Concupiscence: désir vif de possession de biens terrestres.
Contrariété: fait que l'homme soit un être complexe, grand et misérable, capable de vertu comme de vice, de sagesse comme de vanité.
Divertissement: Vaine occupation de l'homme qui lui permet d'oublier la misère de sa condition et le fait qu'il sot voué à la mort.
Fragment: nom que l'on donne à chacune des Pensées numérotée.
Grâce: Lumière accordée par Dieu à l'homme, et qui lui permet d'avoir une connaissance spontanée du vrai. Peu d'hommes la reçoivent mais le fait que certains vivent dans la grâce invalide l'hypothèse d'un dieu méchant.
Grandeur: Qualité de l'homme qui lui permet de s'élever au dessus de l'animalité. « La grandeur de l'homme réside dans la pensée », c'est-à-dire dans sa capacité à raisonner et à savoir (y compris le fait d'être conscient qu'il ne peut tout savoir...).
Imagination: une des causes des erreurs de jugement des hommes, qui se fient à leurs sens plus qu'à leur raison. L'homme s'imagine par exemple qu'un magistrat est puissant car il voit qu'il est bien habillé; même le philosophe, devant passer sur une planche suffisamment large, ne pourra le faire car il s'imagine qu'il ne peut que chuter. L'imagination s'oppose à la raison mais aussi à l'instinct, connaissance spontanée dont on sait d'emblée qu'elle est vraie. Celui qui a la foi n'imagine pas que Dieu existe; il le sait de façon certaine même s'il ne peut le prouver par le raisonnement.
Inconstance: Fait que l'homme soit incapable de se fixer à un jugement ou à une attitude définitif. Tout homme change avec le temps: sa pensée évolue, tout comme ses réactions. Idée que l'on retrouve dans la pensée baroque, et chez Montaigne: « le monde est une branloire pérenne ».

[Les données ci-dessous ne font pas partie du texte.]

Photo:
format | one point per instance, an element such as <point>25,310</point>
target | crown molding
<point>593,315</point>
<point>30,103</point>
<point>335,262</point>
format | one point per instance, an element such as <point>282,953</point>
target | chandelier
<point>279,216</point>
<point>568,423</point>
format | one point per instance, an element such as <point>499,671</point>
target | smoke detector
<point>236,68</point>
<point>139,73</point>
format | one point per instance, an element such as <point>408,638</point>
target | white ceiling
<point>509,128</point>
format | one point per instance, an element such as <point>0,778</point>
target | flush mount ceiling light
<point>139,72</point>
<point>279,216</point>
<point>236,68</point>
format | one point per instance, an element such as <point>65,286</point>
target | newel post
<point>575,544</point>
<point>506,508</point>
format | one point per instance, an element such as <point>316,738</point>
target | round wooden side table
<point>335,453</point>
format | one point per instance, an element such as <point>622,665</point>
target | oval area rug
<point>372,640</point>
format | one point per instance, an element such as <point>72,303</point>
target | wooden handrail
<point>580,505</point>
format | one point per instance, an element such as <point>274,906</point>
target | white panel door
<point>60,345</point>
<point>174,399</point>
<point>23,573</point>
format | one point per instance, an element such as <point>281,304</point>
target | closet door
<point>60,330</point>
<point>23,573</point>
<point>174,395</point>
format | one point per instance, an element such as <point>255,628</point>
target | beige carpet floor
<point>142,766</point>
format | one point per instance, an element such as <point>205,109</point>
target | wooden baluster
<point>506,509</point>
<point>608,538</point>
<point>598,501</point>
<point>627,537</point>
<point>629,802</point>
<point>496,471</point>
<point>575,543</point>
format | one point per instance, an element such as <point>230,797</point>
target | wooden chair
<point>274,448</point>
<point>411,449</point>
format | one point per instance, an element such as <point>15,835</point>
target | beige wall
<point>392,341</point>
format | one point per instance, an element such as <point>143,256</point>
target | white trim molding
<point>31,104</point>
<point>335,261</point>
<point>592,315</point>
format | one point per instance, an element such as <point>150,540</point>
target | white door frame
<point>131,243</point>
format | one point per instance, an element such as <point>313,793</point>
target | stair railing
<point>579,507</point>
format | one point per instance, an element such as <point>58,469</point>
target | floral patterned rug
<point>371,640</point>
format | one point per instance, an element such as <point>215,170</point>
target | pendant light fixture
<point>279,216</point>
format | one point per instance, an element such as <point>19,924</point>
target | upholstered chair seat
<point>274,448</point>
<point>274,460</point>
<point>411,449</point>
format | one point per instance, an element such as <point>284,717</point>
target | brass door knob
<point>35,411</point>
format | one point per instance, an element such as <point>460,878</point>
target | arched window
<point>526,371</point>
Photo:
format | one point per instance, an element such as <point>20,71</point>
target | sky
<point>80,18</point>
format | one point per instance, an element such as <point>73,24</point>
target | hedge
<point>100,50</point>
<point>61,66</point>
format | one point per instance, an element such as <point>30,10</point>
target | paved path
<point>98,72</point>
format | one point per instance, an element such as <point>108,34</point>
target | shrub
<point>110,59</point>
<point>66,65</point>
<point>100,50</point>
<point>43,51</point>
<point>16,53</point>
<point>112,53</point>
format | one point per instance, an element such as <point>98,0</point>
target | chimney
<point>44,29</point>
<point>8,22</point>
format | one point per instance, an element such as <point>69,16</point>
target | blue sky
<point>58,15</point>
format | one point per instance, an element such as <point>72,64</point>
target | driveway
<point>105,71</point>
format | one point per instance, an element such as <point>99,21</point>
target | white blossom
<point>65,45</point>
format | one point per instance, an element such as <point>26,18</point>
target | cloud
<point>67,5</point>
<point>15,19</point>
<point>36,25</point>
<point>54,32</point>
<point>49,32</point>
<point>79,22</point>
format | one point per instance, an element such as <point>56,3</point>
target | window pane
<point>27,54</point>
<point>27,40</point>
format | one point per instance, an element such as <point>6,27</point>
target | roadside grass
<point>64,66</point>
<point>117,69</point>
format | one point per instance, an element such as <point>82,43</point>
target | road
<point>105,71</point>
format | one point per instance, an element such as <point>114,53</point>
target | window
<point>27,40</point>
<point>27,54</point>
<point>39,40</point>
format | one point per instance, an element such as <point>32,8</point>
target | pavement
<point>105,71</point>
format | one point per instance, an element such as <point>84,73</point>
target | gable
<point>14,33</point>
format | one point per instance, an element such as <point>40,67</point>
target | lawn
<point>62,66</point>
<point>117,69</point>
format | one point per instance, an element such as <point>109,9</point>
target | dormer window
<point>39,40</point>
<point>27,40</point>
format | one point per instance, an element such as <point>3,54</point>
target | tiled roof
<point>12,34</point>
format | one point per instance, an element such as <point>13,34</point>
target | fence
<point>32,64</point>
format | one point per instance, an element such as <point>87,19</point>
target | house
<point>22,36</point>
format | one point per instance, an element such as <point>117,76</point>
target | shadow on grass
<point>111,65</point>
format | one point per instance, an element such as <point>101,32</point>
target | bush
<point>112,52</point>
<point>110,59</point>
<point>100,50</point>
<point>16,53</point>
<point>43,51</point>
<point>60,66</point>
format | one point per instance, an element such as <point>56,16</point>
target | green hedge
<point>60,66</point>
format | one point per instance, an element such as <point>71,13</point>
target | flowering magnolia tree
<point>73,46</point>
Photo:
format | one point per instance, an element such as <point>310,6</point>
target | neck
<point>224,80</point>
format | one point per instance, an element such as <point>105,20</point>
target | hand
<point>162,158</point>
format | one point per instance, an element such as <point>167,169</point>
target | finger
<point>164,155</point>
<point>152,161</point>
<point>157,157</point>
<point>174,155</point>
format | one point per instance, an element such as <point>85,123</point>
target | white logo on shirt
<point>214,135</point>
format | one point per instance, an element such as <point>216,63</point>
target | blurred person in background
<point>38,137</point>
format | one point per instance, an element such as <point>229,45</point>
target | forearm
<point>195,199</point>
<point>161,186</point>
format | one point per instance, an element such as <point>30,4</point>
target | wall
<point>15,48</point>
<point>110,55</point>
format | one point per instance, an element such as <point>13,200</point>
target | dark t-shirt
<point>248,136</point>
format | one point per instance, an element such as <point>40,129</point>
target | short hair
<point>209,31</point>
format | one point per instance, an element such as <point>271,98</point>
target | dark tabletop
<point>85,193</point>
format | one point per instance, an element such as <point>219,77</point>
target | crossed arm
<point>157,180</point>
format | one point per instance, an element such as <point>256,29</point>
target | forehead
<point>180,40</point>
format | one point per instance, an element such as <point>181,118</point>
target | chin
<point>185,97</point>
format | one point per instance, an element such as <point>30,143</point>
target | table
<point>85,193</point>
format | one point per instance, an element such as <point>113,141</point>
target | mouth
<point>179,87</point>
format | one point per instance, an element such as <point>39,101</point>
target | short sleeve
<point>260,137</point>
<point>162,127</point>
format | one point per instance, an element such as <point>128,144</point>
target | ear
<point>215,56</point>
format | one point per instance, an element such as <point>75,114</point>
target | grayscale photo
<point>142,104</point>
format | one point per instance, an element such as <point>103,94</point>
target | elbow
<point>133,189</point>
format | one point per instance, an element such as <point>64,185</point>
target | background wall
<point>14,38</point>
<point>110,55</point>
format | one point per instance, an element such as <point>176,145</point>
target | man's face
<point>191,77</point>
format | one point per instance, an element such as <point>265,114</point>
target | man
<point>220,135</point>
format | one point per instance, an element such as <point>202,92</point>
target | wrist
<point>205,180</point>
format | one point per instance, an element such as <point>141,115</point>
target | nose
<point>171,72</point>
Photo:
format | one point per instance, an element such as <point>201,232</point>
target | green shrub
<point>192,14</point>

Jansénisme: Mouvement religieux qui suit la doctrine de Jansénius. Il s'agit d'un catholicisme austère, pessimiste: l'homme est voué au péché car ses passions l'emportent le plus souvent sur sa raison. Il faut travailler à résister à ces pulsions mis seul le fait d'être élu de Dieu peut sauver l'homme. Cette élection n'est effective que le jour du jugement, après la mort; faut donc tenter de vivre vertueusement en espérant entrer dans la lumière divine. Le Christ janséniste est représenté les bras légèrement fermés (en angle obtus et non en angle plat) pour montrer que les élus seront rares. Le jansénisme se développe à Paris, à Port-Royal. Outre Pascal, Racine y a vécu; Diderot a fréquenté ses écoles, avant de devenir athée.
Maximes: phrases qui énoncent des vérités générales.

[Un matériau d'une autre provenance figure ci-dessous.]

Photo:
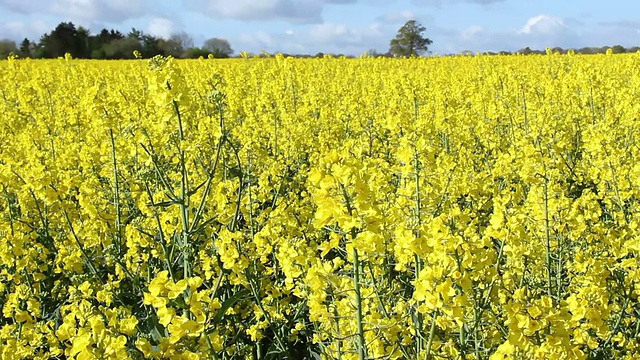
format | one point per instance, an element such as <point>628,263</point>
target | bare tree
<point>183,40</point>
<point>218,47</point>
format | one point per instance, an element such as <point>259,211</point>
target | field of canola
<point>437,208</point>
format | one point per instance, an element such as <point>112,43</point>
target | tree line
<point>112,44</point>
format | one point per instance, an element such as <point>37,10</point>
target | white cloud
<point>538,32</point>
<point>294,11</point>
<point>439,3</point>
<point>161,27</point>
<point>397,17</point>
<point>115,11</point>
<point>17,30</point>
<point>544,24</point>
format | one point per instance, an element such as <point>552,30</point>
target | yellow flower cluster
<point>468,207</point>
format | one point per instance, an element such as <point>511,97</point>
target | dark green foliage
<point>410,40</point>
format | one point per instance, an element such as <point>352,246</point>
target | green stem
<point>116,196</point>
<point>356,282</point>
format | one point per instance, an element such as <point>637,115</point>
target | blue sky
<point>343,26</point>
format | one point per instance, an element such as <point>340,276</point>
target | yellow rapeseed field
<point>480,207</point>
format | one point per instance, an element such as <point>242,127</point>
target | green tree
<point>410,40</point>
<point>220,48</point>
<point>7,47</point>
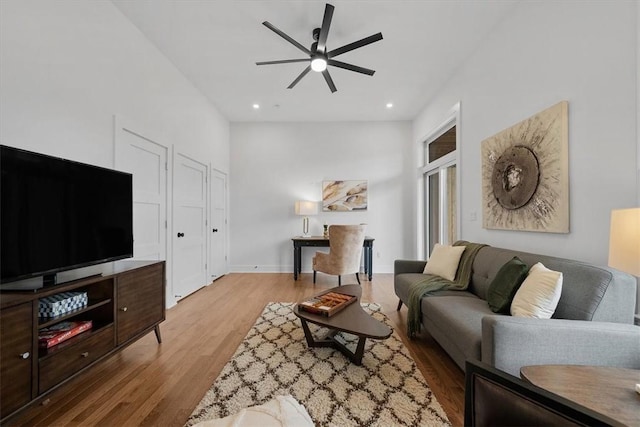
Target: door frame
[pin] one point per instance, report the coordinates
(213, 171)
(174, 153)
(122, 124)
(451, 119)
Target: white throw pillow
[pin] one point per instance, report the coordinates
(539, 294)
(444, 261)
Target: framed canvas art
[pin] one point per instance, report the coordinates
(344, 196)
(525, 174)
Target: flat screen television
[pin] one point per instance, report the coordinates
(58, 215)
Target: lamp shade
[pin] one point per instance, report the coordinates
(305, 208)
(624, 240)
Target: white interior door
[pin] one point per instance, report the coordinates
(189, 225)
(147, 161)
(218, 228)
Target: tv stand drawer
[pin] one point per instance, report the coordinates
(63, 363)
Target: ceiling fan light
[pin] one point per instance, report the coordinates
(318, 64)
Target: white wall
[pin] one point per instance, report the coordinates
(275, 164)
(67, 67)
(545, 52)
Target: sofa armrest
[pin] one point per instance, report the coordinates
(509, 343)
(401, 266)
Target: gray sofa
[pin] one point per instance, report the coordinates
(592, 325)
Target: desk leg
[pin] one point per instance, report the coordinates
(296, 262)
(370, 262)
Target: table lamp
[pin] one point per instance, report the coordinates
(624, 240)
(306, 208)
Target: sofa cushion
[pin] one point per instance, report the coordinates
(539, 294)
(505, 285)
(444, 261)
(460, 319)
(589, 292)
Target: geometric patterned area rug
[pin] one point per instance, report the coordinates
(273, 359)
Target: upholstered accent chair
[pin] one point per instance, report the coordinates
(345, 250)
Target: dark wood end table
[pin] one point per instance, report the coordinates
(352, 320)
(608, 391)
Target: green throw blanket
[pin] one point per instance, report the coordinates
(432, 283)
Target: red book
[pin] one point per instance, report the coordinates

Métaphysique: Tout ce qui ne peut être prouvé par le raisonnement, par exemple l'existence de dieu.
Misère: Condition de l'homme qui vit à distance de la vérité et ne peut s'empêcher d'obéir aux pulsions de son corps.
Pyrrhonisme: courant de pensée inspiré par Pyrrhon (philosophe grec du IIIème siècle avant JC), qui consiste à douter de tous nos jugements et débouche sur l'époché (suspension de notre capacité à prononcer une quelconque vérité). Pascal s'en détache car, pour lui, il y a certains principes qui s'imposent spontanément à nous comme vrais.

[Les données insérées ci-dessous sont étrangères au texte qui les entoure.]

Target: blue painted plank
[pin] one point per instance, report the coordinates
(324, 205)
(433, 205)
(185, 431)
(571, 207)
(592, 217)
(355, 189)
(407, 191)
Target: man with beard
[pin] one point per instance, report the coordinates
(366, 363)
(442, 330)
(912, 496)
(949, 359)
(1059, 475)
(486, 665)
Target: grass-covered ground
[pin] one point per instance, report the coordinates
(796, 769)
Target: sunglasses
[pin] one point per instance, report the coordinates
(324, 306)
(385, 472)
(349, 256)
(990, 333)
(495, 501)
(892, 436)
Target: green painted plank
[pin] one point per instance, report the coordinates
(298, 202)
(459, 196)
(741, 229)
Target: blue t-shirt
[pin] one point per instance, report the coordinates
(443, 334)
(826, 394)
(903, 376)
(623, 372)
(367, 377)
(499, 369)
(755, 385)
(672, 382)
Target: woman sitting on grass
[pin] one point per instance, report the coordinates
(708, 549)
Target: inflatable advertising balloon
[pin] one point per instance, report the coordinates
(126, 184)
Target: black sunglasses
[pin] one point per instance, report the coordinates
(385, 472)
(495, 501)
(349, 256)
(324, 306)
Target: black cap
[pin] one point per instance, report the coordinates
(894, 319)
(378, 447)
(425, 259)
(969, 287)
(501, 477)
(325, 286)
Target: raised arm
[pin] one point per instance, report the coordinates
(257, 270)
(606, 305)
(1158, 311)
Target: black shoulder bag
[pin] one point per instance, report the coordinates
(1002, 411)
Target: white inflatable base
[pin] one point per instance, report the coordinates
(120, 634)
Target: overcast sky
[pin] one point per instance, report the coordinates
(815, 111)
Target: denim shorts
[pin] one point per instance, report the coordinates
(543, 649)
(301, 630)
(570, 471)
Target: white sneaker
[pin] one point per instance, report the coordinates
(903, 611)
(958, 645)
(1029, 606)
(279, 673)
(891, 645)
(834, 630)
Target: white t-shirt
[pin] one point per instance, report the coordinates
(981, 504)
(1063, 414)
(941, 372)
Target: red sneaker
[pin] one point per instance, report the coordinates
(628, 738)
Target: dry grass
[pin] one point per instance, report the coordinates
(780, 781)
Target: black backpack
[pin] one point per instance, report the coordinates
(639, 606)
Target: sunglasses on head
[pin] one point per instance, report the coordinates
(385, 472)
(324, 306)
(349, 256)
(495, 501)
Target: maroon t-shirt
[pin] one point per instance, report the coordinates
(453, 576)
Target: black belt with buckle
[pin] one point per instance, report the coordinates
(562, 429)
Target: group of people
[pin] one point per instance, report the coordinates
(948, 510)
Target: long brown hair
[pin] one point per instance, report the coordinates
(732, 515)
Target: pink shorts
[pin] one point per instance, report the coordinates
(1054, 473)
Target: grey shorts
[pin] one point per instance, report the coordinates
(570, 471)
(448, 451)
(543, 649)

Raison des effets: cause de nos comportements.
Vanité: vaine tentative, pour l'homme, d'échapper à sa condition de mortel. Vanité de la science: l'homme croit savoir mais ses jugements sont soumis au doute. Vanité de l'art qui nous fait admirer une copie de ce que nous n'admirons pas naturellement. Vanité de la gloire qui ne dure qu'un instant infime par rapport à l'étendue infinie du passé et du futur. Vanité de nos occupations qui sont vides en regard de la mort qui nous attend tous. Références extérieures: L'Ecclésiaste dans la Bible: « vanité des vanités; tout est vanité et poursuite de vent »; vanité en peinture: Les Ambassadeurs d'Holbein.